Can I Get Some Horror With My Gore?

I love a good horror story. The idea of someone or something stalking people and causing a gruesome death is a guilty pleasure I have. Especially when I’m placing odds on how and who is going to end up on the slab. Our minds can take the descriptions given to us and manufacture a world in which we see the grisly events unfold. Alas we all interpret things differently and thus the great debate begins when two or more readers start comparing notes on a story. 

Enter Hollywood to save the day. Adapting a story to the screen gives everyone the chance to see one person’s vision of the story. You can argue about the casting of the hero or heroine and how they don’t match your vision.

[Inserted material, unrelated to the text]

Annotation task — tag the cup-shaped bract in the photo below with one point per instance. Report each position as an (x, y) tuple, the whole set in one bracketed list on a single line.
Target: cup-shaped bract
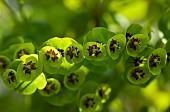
[(139, 75), (4, 63), (61, 44), (136, 44), (52, 87), (116, 45), (103, 91), (24, 49), (133, 29), (74, 53), (89, 103), (29, 68), (50, 56), (9, 78), (157, 60), (146, 30), (94, 51), (74, 81), (98, 34)]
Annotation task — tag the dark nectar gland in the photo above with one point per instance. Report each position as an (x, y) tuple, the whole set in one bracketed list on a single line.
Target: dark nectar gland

We can see the villain (or hero depending on your view) stalking our hapless victims and dispatching them. The music score adding to the suspense and atmosphere of the events. 

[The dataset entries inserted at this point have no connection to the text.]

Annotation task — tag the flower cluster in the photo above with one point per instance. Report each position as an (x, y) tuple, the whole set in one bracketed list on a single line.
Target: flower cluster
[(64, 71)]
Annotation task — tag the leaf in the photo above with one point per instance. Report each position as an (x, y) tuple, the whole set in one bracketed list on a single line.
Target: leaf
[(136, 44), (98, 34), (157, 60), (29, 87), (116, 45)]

Perhaps I’m old school but I do find a lot of new horror movies to be very tacky. It’s not the plots or scantily clad swim suit babes romping in snow that annoys me. It’s the depiction of the kills that has me wondering wtf? I love a bit of gore but when you have gore just because you can, it looses some of the impact. I use a gore factor scale out of 10 to identify the effects. Paper cut would be a 0, exposed bones and organs get a 5 while 10 is reserved for wtf moments. 

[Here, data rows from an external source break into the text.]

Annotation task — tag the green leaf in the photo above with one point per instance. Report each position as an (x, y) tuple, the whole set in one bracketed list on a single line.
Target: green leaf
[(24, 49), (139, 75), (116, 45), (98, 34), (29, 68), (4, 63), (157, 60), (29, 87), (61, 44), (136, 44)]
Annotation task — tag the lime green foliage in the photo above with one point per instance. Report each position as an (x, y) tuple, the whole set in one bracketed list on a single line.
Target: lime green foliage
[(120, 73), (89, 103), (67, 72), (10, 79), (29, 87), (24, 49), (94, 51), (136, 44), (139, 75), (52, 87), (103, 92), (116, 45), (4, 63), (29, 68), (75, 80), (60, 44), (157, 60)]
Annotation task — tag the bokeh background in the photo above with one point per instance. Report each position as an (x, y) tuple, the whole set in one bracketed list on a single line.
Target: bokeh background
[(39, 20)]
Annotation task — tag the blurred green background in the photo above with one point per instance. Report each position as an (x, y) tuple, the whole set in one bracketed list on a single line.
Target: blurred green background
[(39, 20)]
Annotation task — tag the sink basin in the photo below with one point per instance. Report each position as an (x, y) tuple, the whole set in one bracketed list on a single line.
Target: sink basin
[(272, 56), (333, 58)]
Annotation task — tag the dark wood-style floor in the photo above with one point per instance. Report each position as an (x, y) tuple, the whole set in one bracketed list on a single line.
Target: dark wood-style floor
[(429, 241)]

For example in many of the Friday The 13th movies, people are being killed in gruesome ways but the cinematography doesn’t always depict that final blow. When it does show the killing moment they range from a 2 to a 6. Then there are those moments of an 8 or 9 just for the sake of gore. In The Redwood Massacre, the heroine is punched in the face several times and the amount of blood shown makes it look like she’s on extreme blood thinners. Or a classic head stomp is shown in extreme close up until the head resembles a smashed jar of strawberry jam. The logic that more gore equals good horror is misguided in my opinion.

That being said there is a place for the whole range of gore in horror movies if used correctly. Alien and Psycho implement the assumption of death with the flash of teeth or a silhouette behind a curtain. Teenage slasher films mix it up depending on the style of director, extreme injury mixed with a range of deaths and gore in just the right proportions adds to the experience. Horror/comedy like the original Evil Dead trilogy use the whole range of gore to enforce the gruesome effects of the Deadites on our heroes (the flood of blood out of the wall over Ash and then having it vanish adding to the mind games they play). Now a truely great wtf moment has got to be in the original Nightmare on Elm Street when Glen (Jonny Depp) falls asleep on his bed and Freddy pulls him into it with a fountain of blood following. 

Gore for the sake of gore doesn’t always make a movie. Like any form of cinematography it needs to be used in a way that suits the story and setting. Just like good story, the effects can either make a winner or make you wonder.